Repository files navigation

Towards Holistic Surgical Scene Understanding

Natalia Valderrama1, Paola Ruiz Puentes1*, Isabela Hernández1*, Nicolás Ayobi1, Mathilde Verlyck1, Jessica Santander2, Juan Caicedo2, Nicolás Fernández3,4, Pablo Arbeláez1

*Equal contribution.
1 Center for Research and Formation in Artificial Intelligence .(CINFONIA), Universidad de los Andes, Bogotá 111711, Colombia.
2 Fundación Santafé de Bogotá, Bogotá, Colombia
3 Seattle Children’s Hospital, Seattle, USA
4 University of Washington, Seattle, USA

  • Oral presentation and best paper nominee at Medical Image Computing and Computer Assisted Intervention (MICCAI) 2022. Proceedings available at Springer Link
  • Preprint available at arXiv.

Visit the project in our website and our youtube channel.

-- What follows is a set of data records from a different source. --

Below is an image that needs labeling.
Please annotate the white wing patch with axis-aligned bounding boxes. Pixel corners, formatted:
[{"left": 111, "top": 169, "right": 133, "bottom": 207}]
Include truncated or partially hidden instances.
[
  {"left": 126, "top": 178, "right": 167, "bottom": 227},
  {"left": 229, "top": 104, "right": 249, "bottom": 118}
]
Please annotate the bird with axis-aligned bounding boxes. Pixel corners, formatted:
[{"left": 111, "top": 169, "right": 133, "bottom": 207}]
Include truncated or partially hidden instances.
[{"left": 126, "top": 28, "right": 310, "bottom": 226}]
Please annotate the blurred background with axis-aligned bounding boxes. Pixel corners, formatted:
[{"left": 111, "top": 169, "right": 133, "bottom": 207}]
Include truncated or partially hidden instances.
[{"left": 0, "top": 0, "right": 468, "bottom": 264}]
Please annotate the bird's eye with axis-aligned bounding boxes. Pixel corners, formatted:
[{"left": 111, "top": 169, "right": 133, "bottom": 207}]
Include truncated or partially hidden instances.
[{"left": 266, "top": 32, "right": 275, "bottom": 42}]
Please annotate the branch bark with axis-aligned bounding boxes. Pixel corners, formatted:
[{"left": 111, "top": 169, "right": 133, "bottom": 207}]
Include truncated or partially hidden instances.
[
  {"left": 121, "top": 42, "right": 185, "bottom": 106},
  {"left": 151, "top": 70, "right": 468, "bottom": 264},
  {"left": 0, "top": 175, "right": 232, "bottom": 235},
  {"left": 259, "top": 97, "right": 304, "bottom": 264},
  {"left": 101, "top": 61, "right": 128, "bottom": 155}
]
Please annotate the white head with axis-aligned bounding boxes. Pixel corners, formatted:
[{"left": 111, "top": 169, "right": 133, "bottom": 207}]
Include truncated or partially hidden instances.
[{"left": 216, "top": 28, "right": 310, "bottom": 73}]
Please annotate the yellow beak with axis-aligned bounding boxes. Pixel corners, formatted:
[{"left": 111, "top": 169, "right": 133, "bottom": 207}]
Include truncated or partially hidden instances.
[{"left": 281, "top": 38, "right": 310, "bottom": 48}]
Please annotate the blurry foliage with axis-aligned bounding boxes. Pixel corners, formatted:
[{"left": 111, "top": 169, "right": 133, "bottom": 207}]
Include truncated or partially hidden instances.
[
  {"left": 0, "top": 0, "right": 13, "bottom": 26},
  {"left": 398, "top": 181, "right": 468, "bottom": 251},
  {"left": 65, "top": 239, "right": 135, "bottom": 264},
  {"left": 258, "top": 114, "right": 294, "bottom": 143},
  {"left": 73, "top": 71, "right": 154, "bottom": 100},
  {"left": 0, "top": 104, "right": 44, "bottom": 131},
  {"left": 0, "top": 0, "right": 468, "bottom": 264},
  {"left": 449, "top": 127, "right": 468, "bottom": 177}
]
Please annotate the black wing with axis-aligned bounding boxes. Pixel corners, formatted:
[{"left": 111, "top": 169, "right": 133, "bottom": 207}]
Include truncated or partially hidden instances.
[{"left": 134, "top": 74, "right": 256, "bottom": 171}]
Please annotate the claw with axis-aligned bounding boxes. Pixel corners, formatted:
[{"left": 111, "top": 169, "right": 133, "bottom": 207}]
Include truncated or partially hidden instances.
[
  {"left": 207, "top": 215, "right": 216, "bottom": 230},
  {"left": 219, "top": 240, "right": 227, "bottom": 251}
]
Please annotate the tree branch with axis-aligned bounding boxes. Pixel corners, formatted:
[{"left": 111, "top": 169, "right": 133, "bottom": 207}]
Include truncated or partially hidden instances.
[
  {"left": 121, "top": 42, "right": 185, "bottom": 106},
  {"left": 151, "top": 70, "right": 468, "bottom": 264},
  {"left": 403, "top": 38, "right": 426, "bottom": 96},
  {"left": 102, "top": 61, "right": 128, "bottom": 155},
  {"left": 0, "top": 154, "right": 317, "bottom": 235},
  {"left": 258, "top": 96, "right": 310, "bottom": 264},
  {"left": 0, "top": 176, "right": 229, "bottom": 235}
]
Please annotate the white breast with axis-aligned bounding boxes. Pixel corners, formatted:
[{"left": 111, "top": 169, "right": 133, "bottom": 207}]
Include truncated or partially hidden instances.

We present a new experimental framework towards holistic surgical scene understanding. First, we introduce the Phase, Step, Instrument, and Atomic Visual Action recognition (PSI-AVA) Dataset. PSI-AVA includes annotations for both long-term (Phase and Step recognition) and short-term reasoning (Instrument detection and novel Atomic Action recognition) in robot-assisted radical prostatectomy videos. Second, we present Transformers for Action, Phase, Instrument, and steps Recognition (TAPIR) as a strong baseline for surgical scene understanding. TAPIR leverages our dataset’s multi-level annotations as it benefits from the learned representation on the instrument detection task to improve its classification capacity. Our experimental results in both PSI-AVA and other publicly available databases demonstrate the adequacy of our framework to spur future research on holistic surgical scene understanding.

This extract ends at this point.